Experts prioritize Zostavax, sildenafil and riluzole for Alzheimer disease trials

A Delphi consensus of 23 international experts has identified three existing drugs as high-priority candidates for Alzheimer disease clinical trials. The live attenuated herpes zoster vaccine (Zostavax), sildenafil, and riluzole emerged as co-priority candidates in the third iteration of the program, with stakeholders ranking the herpes zoster vaccine highest for acceptability and perceived benefit–risk balance.

The agents were selected from approximately 80 nominated compounds based on mechanistic plausibility, nonclinical efficacy, and tolerability in older adults, according to a review published in Alzheimer’s Research & Therapy. After removing duplicates and compounds already in phase 3 trials, shortlisted agents underwent systematic evidence review, and panelists ranked candidates anonymously using predefined consensus criteria. A parallel lay advisory group of six caregivers independently evaluated the top three candidates for acceptability, safety, and perceived benefit–risk balance.

For Zostavax, epidemiologic evidence strongly influenced prioritization. A systematic review of five studies including approximately 941,000 vaccinated individuals estimated a 16% relative reduction in incident dementia. A UK natural experiment using primary care data from approximately 249,000 patients demonstrated a 20% relative reduction and a 3.5–percentage point absolute reduction in new dementia diagnoses among vaccinated individuals compared with unvaccinated controls, while an Australian cohort of 101,219 patients showed a 1.8–percentage point absolute reduction using similar methods. A separate UK cohort study of approximately 103,000 patients followed for 6 years found a 7% reduction in the composite outcome of dementia or death among recipients of the recombinant vaccine. Proposed mechanisms include prevention of varicella-zoster virus reactivation, suppression of herpes simplex virus reactivation, immune modulation independent of pathogen effects, and enhanced antiviral cytokine responses.

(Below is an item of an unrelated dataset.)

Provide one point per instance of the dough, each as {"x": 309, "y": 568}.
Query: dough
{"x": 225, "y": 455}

For sildenafil, the phosphodiesterase-5 inhibitor demonstrated broad preclinical support, with cognitive benefits reported across multiple mouse models, including multiple transgenic and toxin-induced mouse models of AD. Proposed AD-relevant mechanisms include reduction of tau hyperphosphorylation, improved cerebral hemodynamic function, reduction of hippocampal amyloid-beta-42 levels, and modulation of nitric oxide–cyclic guanosine monophosphate signaling. Two small imaging studies, one involving 12 patients with AD and another involving 10 patients, reported improved cerebral blood flow and attenuation of aberrant neural activity after a single dose, although neither study assessed cognitive outcomes. Observational findings have been mixed, and no phase 3 randomized clinical trials of sildenafil have been conducted in AD.

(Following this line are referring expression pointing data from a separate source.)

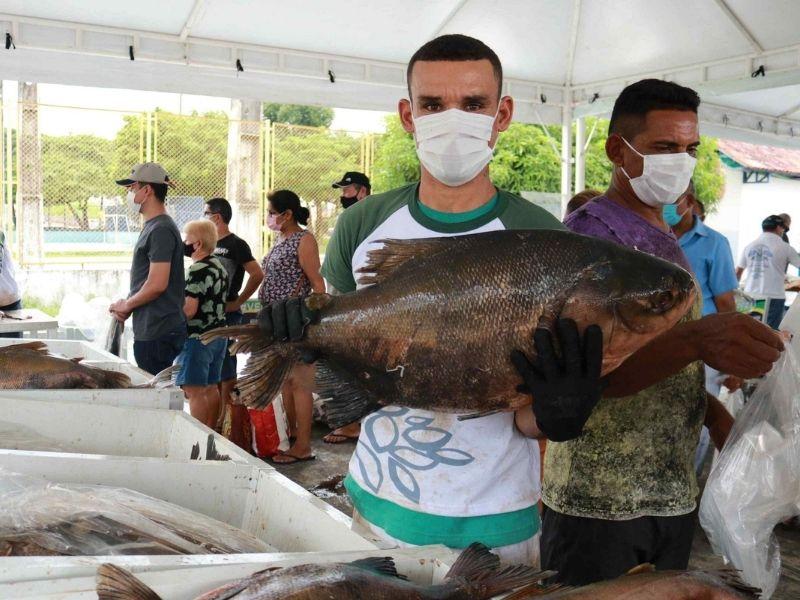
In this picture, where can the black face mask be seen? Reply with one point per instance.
(348, 202)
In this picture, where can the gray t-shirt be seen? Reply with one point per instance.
(160, 241)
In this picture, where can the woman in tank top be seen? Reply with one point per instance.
(291, 268)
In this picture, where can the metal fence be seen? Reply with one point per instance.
(59, 164)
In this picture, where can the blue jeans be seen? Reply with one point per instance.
(201, 364)
(13, 306)
(156, 355)
(229, 364)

For riluzole, a glutamate antagonist approved for amyotrophic lateral sclerosis, cognitive rescue was demonstrated across several AD mouse models, including amyloid-beta–induced neuropathology, scopolamine exposure, and aged-mouse paradigms. Mechanisms potentially relevant to AD include modulation of glutamatergic signaling and reduction of excitotoxicity, normalization of excitatory amino acid transporter 3 expression, reduction of tau levels and amyloid-beta plaque burden, and increased brain-derived neurotrophic factor levels. A 6-month phase 2a placebo-controlled trial in 50 patients with probable AD reported preservation of brain glucose metabolism compared with placebo, with the strongest signal observed in the posterior cingulate cortex. The study was not powered to detect differences in cognitive outcomes, although numerical trends favored riluzole.

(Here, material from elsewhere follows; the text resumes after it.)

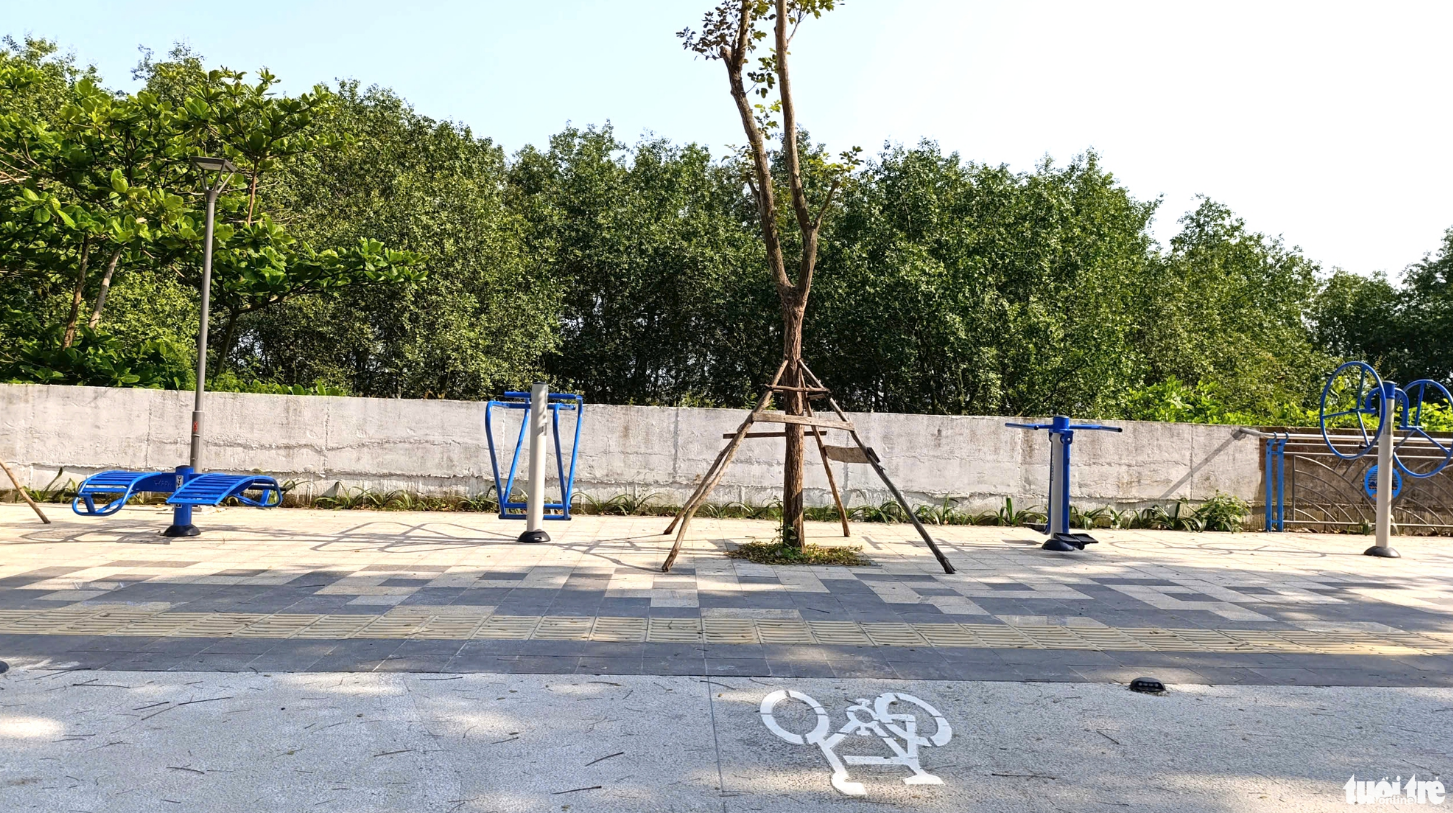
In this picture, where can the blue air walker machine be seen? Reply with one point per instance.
(542, 411)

Although the Delphi expert process identified all three agents as co-priority candidates, the lay advisory group ranked the live attenuated herpes zoster vaccine first, citing its established safety record and limited dosing requirements. The lay panel ranked sildenafil second, expressing moderate concern regarding the effects of long-term continuous use, while riluzole was ranked third, citing the need for laboratory monitoring but indicating this would be acceptable if clinical benefit were demonstrated.